Another big third quarter, his favorite, put the Warriors in position to come out of New England with renewed life.
He came off a screen going to his right and drilled a three over Derrick White from the right wing, cutting the Celtics’ lead to three. He came off another screen going left, firing before Robert Williams III could react and before White could recover. The Celtics’ lead was down to one. Going left off a Gary Payton II screen, he pulled up from 33 feet, suddenly enough for Jayson Tatum to run into the back of him. That one tied the game. Then, in a play that gets added to the highlight reel, he drove and dished to the corner, then relocated to that same corner, splashing another 3 to put the Warriors ahead by a point.
“We were there,” Smart said. “He made a lot of the shots where we were contesting from behind. We had somebody there and he was just making them. That’s what he does.”
This put Kerr in a tough spot. Curry was at 31 minutes, 28 seconds at the start of the fourth quarter. He normally sits for the first six minutes of the quarter. That’s been cut to about four minutes in the playoffs. Last game, Kerr had to cut it to just over two. That’s because the Celtics have dominated the fourth quarters. In Game 1, they owned it 40-16. In Game 3, it was 23-11.
Curry was rolling, and the Warriors needed offense to stave off a pending Celtics rally. But Kerr stuck with his gut. He doesn’t like Curry over 40 minutes. There are diminishing returns. While the threat Curry is on the court is helpful, Kerr’s expertise on his superstar knows he is better with even a short rest. So he opened the fourth with Curry on the bench.
“He was not happy,” Kerr said. “I felt pretty good about where we were. The other night he played the whole fourth, and I didn’t love the way that quarter went, not because of how he played, but I think we were in a pretty good spot. You know, to buy him a few minutes in that fourth quarter to start, I think to me was important. But you never know how it all plays out. You just kind of go with your gut.”
The move didn’t doom the Warriors. Boston led by as many as five, but that only set up the cap to Curry’s historic night. The ball was in his hands. The Celtics defense was scattered. His presence put pressure on their offense to score. It all colluded to break Boston.

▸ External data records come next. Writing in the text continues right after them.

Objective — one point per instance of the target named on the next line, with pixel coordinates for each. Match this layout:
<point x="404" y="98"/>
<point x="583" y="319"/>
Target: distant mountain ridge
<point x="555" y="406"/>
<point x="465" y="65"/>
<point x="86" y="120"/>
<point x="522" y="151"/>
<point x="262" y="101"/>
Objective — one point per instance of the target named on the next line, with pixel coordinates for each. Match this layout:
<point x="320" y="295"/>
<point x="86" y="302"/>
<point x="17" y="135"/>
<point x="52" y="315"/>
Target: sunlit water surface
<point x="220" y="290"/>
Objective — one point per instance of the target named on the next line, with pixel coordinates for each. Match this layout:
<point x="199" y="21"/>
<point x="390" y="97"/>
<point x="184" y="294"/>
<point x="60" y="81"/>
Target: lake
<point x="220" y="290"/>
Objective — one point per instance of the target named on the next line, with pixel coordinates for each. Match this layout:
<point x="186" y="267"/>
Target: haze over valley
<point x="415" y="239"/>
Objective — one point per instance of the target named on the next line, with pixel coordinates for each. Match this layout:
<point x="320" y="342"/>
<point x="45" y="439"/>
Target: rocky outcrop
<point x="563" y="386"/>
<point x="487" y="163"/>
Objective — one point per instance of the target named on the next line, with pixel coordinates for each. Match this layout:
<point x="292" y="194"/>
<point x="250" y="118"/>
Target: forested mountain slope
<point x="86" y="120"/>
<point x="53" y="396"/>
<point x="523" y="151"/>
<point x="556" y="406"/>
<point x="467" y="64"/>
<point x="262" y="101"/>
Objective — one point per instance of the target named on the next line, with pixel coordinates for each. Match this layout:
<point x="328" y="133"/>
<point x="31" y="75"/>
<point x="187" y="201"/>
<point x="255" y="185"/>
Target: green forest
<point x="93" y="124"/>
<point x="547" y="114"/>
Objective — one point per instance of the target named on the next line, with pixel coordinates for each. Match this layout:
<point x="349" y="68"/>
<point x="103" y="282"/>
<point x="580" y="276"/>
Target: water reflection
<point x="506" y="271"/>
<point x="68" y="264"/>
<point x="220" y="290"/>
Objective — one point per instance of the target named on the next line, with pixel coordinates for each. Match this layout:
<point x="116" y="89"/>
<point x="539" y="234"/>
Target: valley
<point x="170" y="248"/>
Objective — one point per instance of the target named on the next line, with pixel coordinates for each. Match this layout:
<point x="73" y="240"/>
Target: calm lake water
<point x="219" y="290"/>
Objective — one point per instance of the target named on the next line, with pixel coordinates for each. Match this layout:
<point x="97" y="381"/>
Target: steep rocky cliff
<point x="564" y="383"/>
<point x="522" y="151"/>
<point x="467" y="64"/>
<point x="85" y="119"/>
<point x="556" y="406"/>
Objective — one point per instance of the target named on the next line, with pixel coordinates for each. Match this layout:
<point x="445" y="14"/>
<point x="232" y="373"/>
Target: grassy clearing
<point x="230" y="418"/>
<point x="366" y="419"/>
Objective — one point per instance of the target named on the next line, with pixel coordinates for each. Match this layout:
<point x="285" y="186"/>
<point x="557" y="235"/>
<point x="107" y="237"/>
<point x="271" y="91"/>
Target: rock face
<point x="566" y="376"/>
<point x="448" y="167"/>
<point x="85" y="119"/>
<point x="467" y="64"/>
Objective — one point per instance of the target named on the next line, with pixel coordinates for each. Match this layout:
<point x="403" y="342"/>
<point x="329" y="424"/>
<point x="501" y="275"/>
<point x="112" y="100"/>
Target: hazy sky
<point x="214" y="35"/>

The Celtics led by two when Curry pushed it in transition. He drew three defenders, which left Thompson open for a 3 at the top. The Warriors took the lead for good. The next time down, Curry eluded Smart on a screen and danced with Williams on the perimeter. A series of crossovers led to an easy 12-foot floater.

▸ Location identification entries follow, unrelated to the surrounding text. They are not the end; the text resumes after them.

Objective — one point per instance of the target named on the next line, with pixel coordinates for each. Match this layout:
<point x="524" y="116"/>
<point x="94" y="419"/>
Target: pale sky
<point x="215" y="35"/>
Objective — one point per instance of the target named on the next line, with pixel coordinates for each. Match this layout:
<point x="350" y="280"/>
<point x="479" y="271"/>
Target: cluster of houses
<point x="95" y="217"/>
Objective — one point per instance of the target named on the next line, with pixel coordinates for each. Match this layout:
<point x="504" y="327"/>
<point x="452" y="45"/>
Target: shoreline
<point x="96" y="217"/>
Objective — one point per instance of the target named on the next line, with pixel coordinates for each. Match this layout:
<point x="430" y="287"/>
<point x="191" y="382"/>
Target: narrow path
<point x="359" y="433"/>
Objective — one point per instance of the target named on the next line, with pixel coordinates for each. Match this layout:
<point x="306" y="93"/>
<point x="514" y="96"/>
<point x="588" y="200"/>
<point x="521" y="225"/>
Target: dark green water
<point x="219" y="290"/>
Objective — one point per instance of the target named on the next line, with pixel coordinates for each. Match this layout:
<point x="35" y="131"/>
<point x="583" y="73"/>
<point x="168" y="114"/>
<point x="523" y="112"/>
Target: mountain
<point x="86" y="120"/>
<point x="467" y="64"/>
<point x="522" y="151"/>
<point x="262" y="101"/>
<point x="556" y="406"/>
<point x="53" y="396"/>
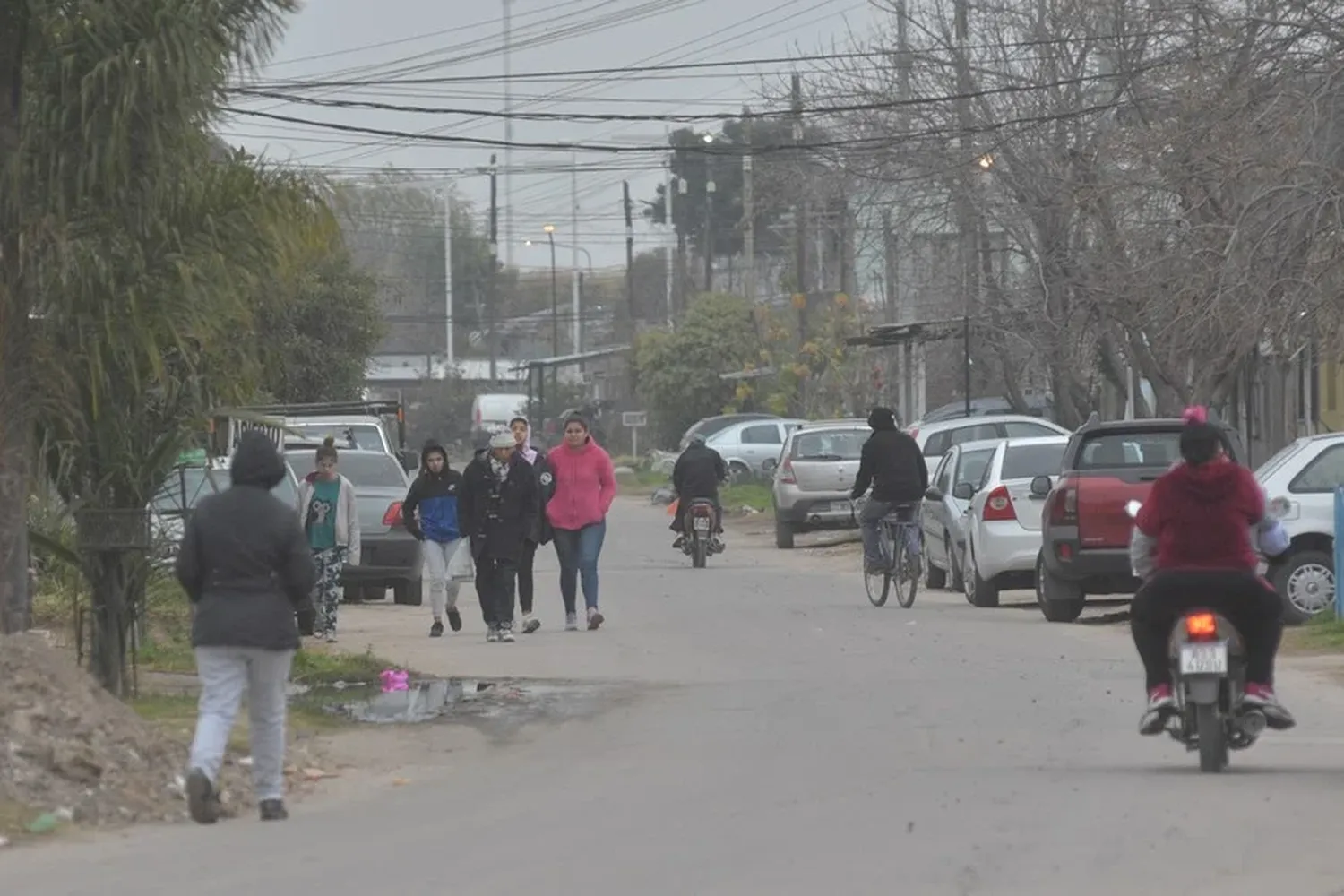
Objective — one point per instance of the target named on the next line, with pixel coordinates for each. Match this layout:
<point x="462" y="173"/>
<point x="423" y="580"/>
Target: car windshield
<point x="201" y="482"/>
<point x="349" y="435"/>
<point x="972" y="466"/>
<point x="830" y="445"/>
<point x="1030" y="461"/>
<point x="362" y="468"/>
<point x="1107" y="450"/>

Then with just inside of two minutes left, Green led a fast break. He got stopped at about the free throw line. But he knew exactly where to go. All the attention was on him, as he had the ball. It was enough for Curry to get free from White for a split second. He stepped into a Green bounce pass, gave a little jab and ratted home the dagger 3.
Then, after the Celtics called a timeout, their hopes crushed and facing the reality of a long series, it was finally time to celebrate the conquest. He flexed. He pounded his chest. He taunted. Curry waded into the mystique of the Celtics — as did Kobe before him, and Magic Johnson, and Dr. J — and made the kind of statement legends make. He is him.